那些试图反驳的百姓话音未落,便见持刀的清兵握刀狠狠砸在他嘴上。
几颗牙齿混着血沫喷出,原本还准备反驳的百姓顿时没了反驳的力气,像死狗般被拖到了剃头兵面前。
剃头的清兵揪住面前汉人那脑后的发髻,剃刀从枕骨处切入……不是剃,是割。
“额啊!!”
“你们也是汉人,为何要助纣为虐啊!”
“狗攮的还能开口,用力割!”
刀锋钝,生生锯开发丝、割破头皮,被割发的百姓浑身痉挛,喉咙里发出非人的嗬嗬声。
头皮连着长发被整片撕下,露出白森森的头骨,血像泼水般浇湿了长凳。
这些清兵随手将那些带发的头皮扔进竹筐,但见苍蝇嗡嗡盘旋,而被割发的那百姓已经疼得昏死了过去,被清兵拖到一旁。
“娘!娘——”
第二排剃发的人中有不少妇人,他们怀里的孩子哭嚎着喊娘,却根本无济于事。
几名汉兵把他们推翻在地,押着妇人上前。
剃头兵握着剃刀从妇人额前推过,她拼命扭头,刀刃割破了额角,血糊住了一只眼睛。
“下贱的尼堪!”
“别乱动!”
清兵不耐烦的谩骂着,手上更是用力,将刀尖刺入头皮,沿着发际线划了一圈,像剥兔子皮般向下一扯。
妇人发出凄厉的惨叫,整块头皮连眉骨处的皮肉都被撕下,露出血淋淋的颅骨。
她昏死过去,身子一软从凳上滑落。
那些被推翻的孩童,看着自家娘亲变成血人,哭喊声戛然而止……吓傻了,只会张着嘴抽气。
这根本不是剃发,而是刻意的虐杀,而这样的虐杀也引起了人群的暴动。
“狗鞑子!老子——”
几名健壮的男人突然暴起,可不等他们行动,游弋四周的蒙古人便张弓搭箭,将他们射死当场。
箭矢射穿了他们的胸膛,几人跪倒在地,仍撑着手想要站起。
穿着红甲的满人亲自走过来,抽出腰刀,顺势从其中一人后颈刺入。
刀尖从口腔穿出,男子喉咙里咕噜作响,血从口鼻喷涌,无力的想要抓住什么东西,却见满人转动刀柄,搅碎了颈椎,才抽刀在他衣服上擦净。
“挂起来,让他们看看反抗的下场!”
这满人对四周的清兵吩咐,四周清兵立马就将这些被射死的尸体给拖到堡门前,用铁钩穿过下颌骨吊起。
血顺着脚尖滴落,在砂地上积成一滩黑红。
血腥的屠杀震慑了所有试图反抗的人,所有人都麻木的开始排队上前,再无人敢反抗。
不多时,堡外便只剩下剃刀割开发丝的沙沙声,以及压抑的抽泣声、还有昏厥者被冷水泼醒时的呻吟。
敌楼前,望着城外那汉人顺从接受剃发的场景,阿济格满意的点了点头,接着对身后的谭泰等人说道:
“此次入关,我大军八万共分三路。
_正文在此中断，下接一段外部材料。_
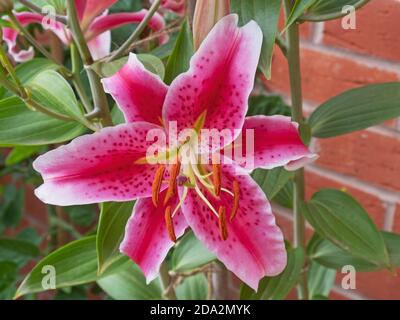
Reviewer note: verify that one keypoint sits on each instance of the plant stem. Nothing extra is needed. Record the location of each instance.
(76, 79)
(166, 281)
(99, 96)
(293, 57)
(37, 9)
(138, 31)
”
“若是想要俘获足够的人口牲畜及钱粮,必须继续分兵才行。”
“谭泰,你派快马传信给饶余贝勒,告诉他们分兵劫掠京畿,必须将京畿劫掠为白地,这样明国日后再想运粮前往山海关就困难重重了。”
“奴才领命!”谭泰闻言不假思索的作揖应下,而阿济格也转身朝堡内走去,同时吩咐道:
“留三个牛录在此地驻守,其余牛录明日随本将军继续南下。”
在阿济格的吩咐下,此处的清兵开始兵分多路,一路向西攻掠而去。
与此同时,阿巴泰、扬古利两部兵马也分别从蓟辽长城沿边破墙而入,分别在居庸、昌平等地开始烧杀抢掠。
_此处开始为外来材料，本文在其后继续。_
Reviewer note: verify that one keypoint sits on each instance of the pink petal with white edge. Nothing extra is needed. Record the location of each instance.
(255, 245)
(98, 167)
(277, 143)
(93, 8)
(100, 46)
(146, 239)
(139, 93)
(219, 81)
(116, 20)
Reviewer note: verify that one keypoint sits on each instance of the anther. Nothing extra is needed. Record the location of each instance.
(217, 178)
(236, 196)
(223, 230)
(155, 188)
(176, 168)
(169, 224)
京畿之地各处告急,飞报如雪花飞入京城,涌入了皇极门。
“丁未,建虏深入掠西山,掳我民数千北上。”
“己酉,建虏间道自天寿山后至昌平,降夷二千人内应,城陷,总兵巢丕昌降。”
“𢈏戌……”
皇极门殿上,曹化淳读出的飞报内容让朱由检的脸色青了白、白了青。
此刻的他,只觉得自己置身火炉之中,浑身燥热难耐,恨不得亲自持刀砍杀建虏。
“好了!”
曹化淳还未读完,朱由检便喝止了他,同时阴沉着脸色抬头看向殿内数百臣工。
他不由得想到了此前祖大寿令人传回的那份密报,继而悔恨自己没有相信那份密报内容。
“本兵,此事作何解?”
朱由检冷眼看向了兵部尚书张凤翼,张凤翼闻言连忙道:“回禀陛下,臣以为,如今当务之急是令临清、德州、天津的漕运船只加快行程,中间不许停留,首要将漕粮运入京城,安定人心。”
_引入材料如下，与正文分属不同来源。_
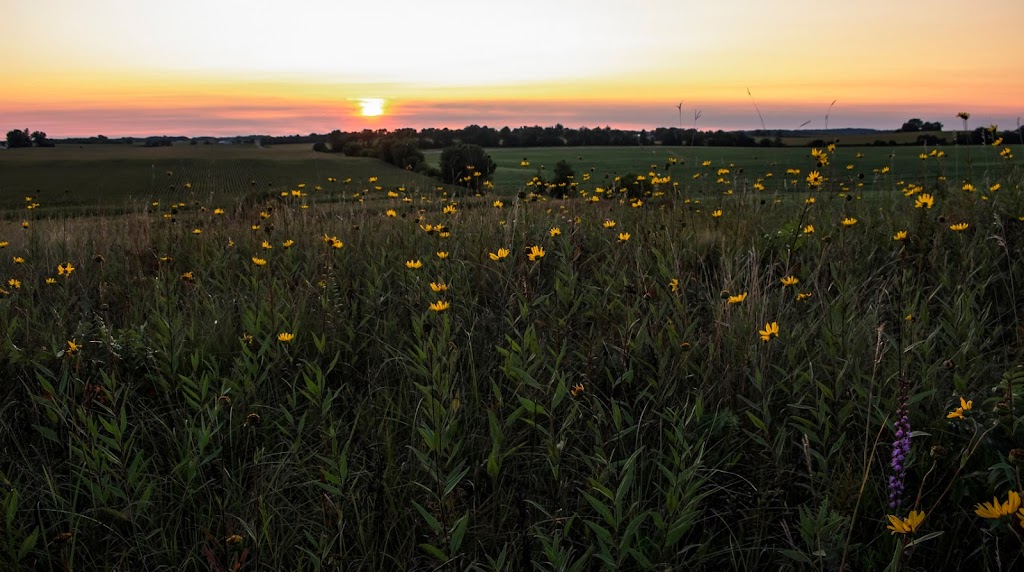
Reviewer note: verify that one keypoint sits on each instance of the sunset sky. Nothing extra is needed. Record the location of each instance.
(118, 68)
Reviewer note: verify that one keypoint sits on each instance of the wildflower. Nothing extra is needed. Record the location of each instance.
(736, 299)
(770, 330)
(900, 447)
(996, 510)
(966, 405)
(907, 525)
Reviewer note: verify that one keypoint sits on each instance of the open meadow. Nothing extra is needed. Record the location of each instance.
(235, 358)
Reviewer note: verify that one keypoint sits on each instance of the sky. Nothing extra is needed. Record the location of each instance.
(135, 68)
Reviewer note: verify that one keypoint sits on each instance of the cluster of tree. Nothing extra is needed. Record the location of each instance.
(535, 136)
(99, 139)
(25, 138)
(466, 165)
(396, 147)
(915, 124)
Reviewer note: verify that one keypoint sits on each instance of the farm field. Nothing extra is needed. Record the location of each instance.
(710, 368)
(116, 178)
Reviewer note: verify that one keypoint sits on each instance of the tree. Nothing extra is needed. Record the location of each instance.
(18, 138)
(911, 126)
(563, 179)
(466, 165)
(39, 138)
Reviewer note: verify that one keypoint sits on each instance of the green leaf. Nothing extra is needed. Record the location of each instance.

“此外,早朝前,并不已令京城戒严,各门尽皆增派兵马协防。”
“眼下可命中军李国辅守紫荆关,许进忠守倒马关,张元亨守龙泉关,崔良用守故关;以备建虏西进山西。”
“兵部经商议,已经传檄征山东总兵刘泽清五千人,山西总兵王忠、猛如虎四千人,大同总兵王朴、保定总兵董用文各五千人勤王。”
“如山永总兵祖大寿万五千人,关、宁、蓟、密各总兵祖大乐、李重镇、马如龙共万七千人入援。”
“以上兵马,计五万一千勤王兵马,而京畿之地可用之兵尚有十万,可保京师无忧。”
张凤翼说罢,不等朱由检开口继续询问,突然见贺逢圣出列作揖道:“陛下,南京户部右侍郎兼右佥都御史、总督粮饷的吕图南乞求截留三十万石漕粮……”
“荒谬!”听到吕图南要求截留三十万石漕粮,户部尚书侯恂立马出列喝止,并向朱由检作揖道:
“陛下,如今建虏入寇,京畿百姓尽皆涌至京城,臣今早便遣人打探,方才得知城内米价已然涨至每石白银三两。”
“此等粮价,莫说百姓,便是庙堂上的诸位臣工也吃不起,臣以为,当禁民间买卖酒类、令各酒坊停罢,以此节省粮食。”
“准!”朱由检不假思索的应下了此事,同时喝止道:“京畿遭建虏入寇,吕图南不思为国,竟还想截留漕粮。”